The conceptual feasibility of riser gas lift is dependent on achieving a significantly lower effective density in the riser than in the well. Figure 3 shows the result of one study demonstrating the feasibility of achieving a wellhead pressure equivalent to the seawater hydrostatic pressure over a range of circulating rates with 16 ppg mud in a 19 1/4-in. inside-diameter riser in 5,000 ft (1,524 m) of water.

A primary concern was whether an effective well control method could be defined for a system containing the many different density fluids and different flow paths inherent with a riser gas-lift system. The specific concerns addressed were kick detection, cessation of formation feed-in and removal of kick fluids with a constant bottomhole pressure method. These concerns were studied using a transient multiphase simulator. The validity of using the simulator to study this system was confirmed by comparison to transient multiphase flow data from a test well.

Conventional kick detection methods relying on the pit gain and return flow rate were concluded to be effective. However, a flow check to determine if a kick is in progress is not possible. Two alternatives for stopping formation flow were considered, a “load-up” method of reducing the nitrogen rate vs. closing a subsea blowout preventer (BOP). BOP closure was shown to be faster and more reliable for stopping flow and minimizing kick volume.

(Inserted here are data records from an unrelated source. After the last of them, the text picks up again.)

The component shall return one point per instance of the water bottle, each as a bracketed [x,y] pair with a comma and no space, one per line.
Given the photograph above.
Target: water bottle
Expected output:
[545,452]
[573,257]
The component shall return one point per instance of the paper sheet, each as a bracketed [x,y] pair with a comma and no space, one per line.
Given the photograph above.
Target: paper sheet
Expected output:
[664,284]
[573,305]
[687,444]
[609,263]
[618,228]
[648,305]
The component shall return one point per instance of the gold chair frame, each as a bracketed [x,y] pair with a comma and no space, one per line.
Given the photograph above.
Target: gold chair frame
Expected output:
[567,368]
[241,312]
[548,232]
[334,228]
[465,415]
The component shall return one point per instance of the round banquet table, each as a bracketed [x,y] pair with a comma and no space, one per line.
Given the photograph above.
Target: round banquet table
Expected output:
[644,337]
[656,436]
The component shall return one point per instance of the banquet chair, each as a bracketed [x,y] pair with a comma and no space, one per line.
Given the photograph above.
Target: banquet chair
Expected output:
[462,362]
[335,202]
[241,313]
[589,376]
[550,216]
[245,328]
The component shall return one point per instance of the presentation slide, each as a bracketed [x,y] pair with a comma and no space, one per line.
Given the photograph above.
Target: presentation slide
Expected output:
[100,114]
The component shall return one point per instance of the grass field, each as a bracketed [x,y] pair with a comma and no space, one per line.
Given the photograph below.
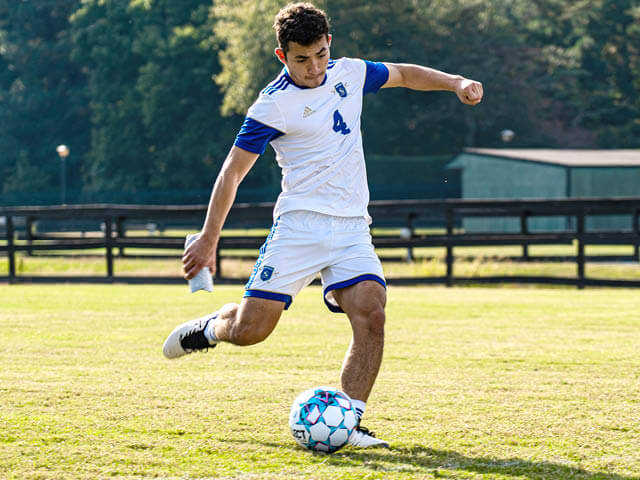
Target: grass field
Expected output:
[488,261]
[499,383]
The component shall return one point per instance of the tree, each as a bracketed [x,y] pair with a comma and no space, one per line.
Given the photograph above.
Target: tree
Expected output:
[42,101]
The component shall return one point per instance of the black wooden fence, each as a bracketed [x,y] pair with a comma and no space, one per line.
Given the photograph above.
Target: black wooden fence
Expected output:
[116,220]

Figure 4 shows the results from an example simulation of well control with riser gas lift. In this case, the well was shut in with the BOP, and then the kick fluids were circulated out through the choke line and a surface choke using essentially conventional methods. Based on simulations like this of several different alternatives, it was concluded that methods using a choke with returns up the choke line were simpler and more effective than alternatives with returns up the riser and using nitrogen rate adjustments to control wellbore pressure.
Bottomhole pressure was maintained relatively constant, using only choke adjustments and no variation in the nitrogen injection rate, which should indicate that successful well control in the field would be relatively straightforward.

However, the variation in bottomhole pressure was larger than typically desired, for two reasons: 1) There is always a gas phase in the choke line, which makes the effect of a surface choke pressure adjustment less predictable than for a system that has liquid in the choke lines (Using a remote-controlled seafloor choke upstream of the choke line could alleviate this); and 2) The simulator runs only in a batch mode, which prevents simple or quick correction of choke pressure and requires rerunning the simulation each time a wrong adjustment in choke pressure is made. Consequently, it is difficult and time-consuming to get simulations with exactly the desired results, and those shown were deemed acceptable for the purpose of showing system feasibility.

There are some differences vs. conventional well control. Nitrogen injection into the base of the choke line lowers wellhead pressure, which alleviates the concerns relating to excessive bottomhole pressure because of choke line friction that occurs in conventional well control. One additional item of equipment vs. that in a conventional system also would be desirable. Use of a drillstring valve that has been developed for use with the subsea mudlift drilling system would prevent excessive bottomhole pressure when the well is on choke and the drillstring filled with heavy wellbore mud.

Conclusion

Riser gas lift is operationally feasible. Overall, well control with a riser gas-lift approach to dual-density drilling should be practical using essentially conventional methods.